Since they became commonplace, free-to-play games have been criticized as unethical, greedy, manipulative, pathologically damaging…you name it. (And the more famous ones are.) It’s something that I’ve been dwelling on for months, given that for the last year and a half, my job has had me making exactly the sort of game that hits all the low notes: free to play initially, with the ability to pay real money to hasten progress or buy performance-enhancing items. If I didn’t quit my job over it, it’s mainly because I don’t know where else I’d apply and don’t think I could make a living wage as an independent.

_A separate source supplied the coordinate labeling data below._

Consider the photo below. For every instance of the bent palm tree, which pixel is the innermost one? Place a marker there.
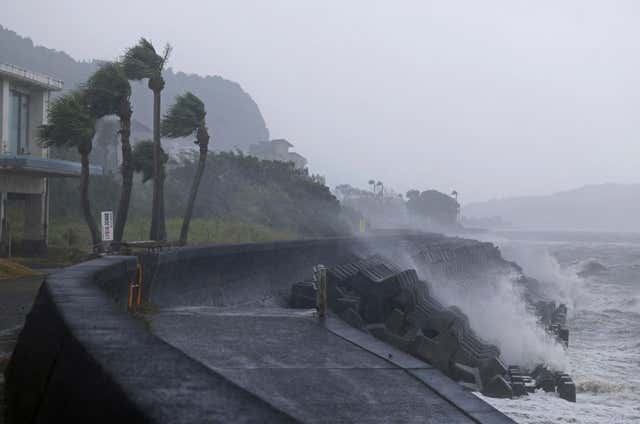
(71, 124)
(186, 116)
(139, 62)
(109, 93)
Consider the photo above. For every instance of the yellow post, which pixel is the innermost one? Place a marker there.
(320, 279)
(139, 285)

But as kneejerk distasteful as I find several aspects of what I’ve been doing, nearly every time I focused on a specific marketing or monetization choice, I saw common sense behind it. Take this example: giving the player one or two free uses of an upgraded game feature that normally costs extra. It’s nothing more than an unscrupulous way to get players hooked, right? It’s like drug dealers do: “the first hit’s free”. Well, maybe, but it’s also unreasonable to expect a potential customer to buy anything from you when they don’t know what it is or what it will do. And the best way to teach that to the customer is to let him try the thing out. It’s certainly better than simply throwing it into your game’s store screen with a brief text description like “This totem pole produces an extra 2 Jujubees a minute” or whatever. If that’s unethical, what about test drives? Demo versions? 30-second song snippets on a music site? Samples at the cheese counter? How skeezy must all those be?
When it comes to making sure your game will make money, the conventional wisdom is that you are, at best, unsavory if you incorporate elements into it that have made other games profitable or that you know from personal testing will increase your own revenue. You are told to go by your internal sense of ethics and your personal expertise as a professional, and not place too much faith the objective measure of what customers pay the most money for because that measurement is so easily manipulated. The methods of hijacking human psychology are familiar, proven, and more widely understood by companies like Zynga every day. Companies are criticized soundly for retaining game elements that they know are used heavily rather than accommodate vocal minorities that call for their removal.
Yet when it comes to designing what players can do within the game rather than what they can buy about it, we find a parallel situation with opposite advice attached. Here, playtesting and player observation are king. The designer who produces a mechanic or a control scheme or a tutorial level purely from intuition invariably creates a bad game. What you think players will want or do is invariably less accurate than what they say they want or will do, which in turn is notoriously far off the mark of what they actually want and do.
Got that? When you’re designing a game, it’s smartest by far to base your decisions primarily off what players do, and less so on what they say they want or what you think is best. But when you’re selling your game, following that exact plan — basing your decisions primarily off what players do pay for, and less so on what they say they want or what you think is best — makes you evil Evil EVIL!
I’m not sure why this is. Possibly it’s because human purchasing behavior is more susceptible to influence than play behavior is. At least, that might be a common first-order explanation. But consider:
- The designer of Canabalt made the deliberate decision to allow the player to jump not only while his feet are on solid ground but also for a fraction of a second after running off the ledge of a building, when he’s technically in empty air and has already fallen a tiny amount. He did this as a result of so many test players mistiming their jumps and getting frustrated at the game for being oversensitive and unforgiving.
- SounDodger and other “bullet hell” games have a convention where only the center point of your ship is vulnerable to collision, which leads to the satisfying feeling that you’re dodging death by the skin of your teeth as you sneak past enemies by mere pixels. (Actually, they’re so close that they’re overlapping you. It’s more like you’re clipping through them than sneaking by, but it still feels like skill.)
- City of Heroes and at least a few installments of the Civilization series had custom random number generators to avoid outcomes that were mathematically valid but felt unintuitive or unfair to people, such as attempting something with a 75% success chance and failing twice in a row.
The common thread behind all these kludges is that players find games much more enjoyable when they blame themselves, not the game, for failing or losing or dying. Tweaks like the above are all accommodations to avoid the player feeling like the game is buggy, or arbitrary, or unpredictable, or too hard.
They’re also all psychological tricks.
So maybe designing games to be the most fun actually is precisely as unethical as selling them to make the most money. Maybe they’re both laudable. Maybe they’re both reprehensible. They certainly both can be more concerned with being believable than with being honest.
I don’t know. I just don’t. Every time I approach the issue rationally I get results that don’t match how I want to feel about it, and that’s a problem for someone like me who doesn’t want to believe things by fiat. I’m not sure how to evaluate this rationally. I can’t go by other people’s opinions because all possible opinions on the matter exist, and in effectively infinite (and therefore equal) numbers. If, ultimately, it comes down to me needing to decide for myself whether I’m ethical (as, you know, “one of those things no one else can do for you”), well, what’s to stop me from affirming myself the Dalai Lama from the get-go?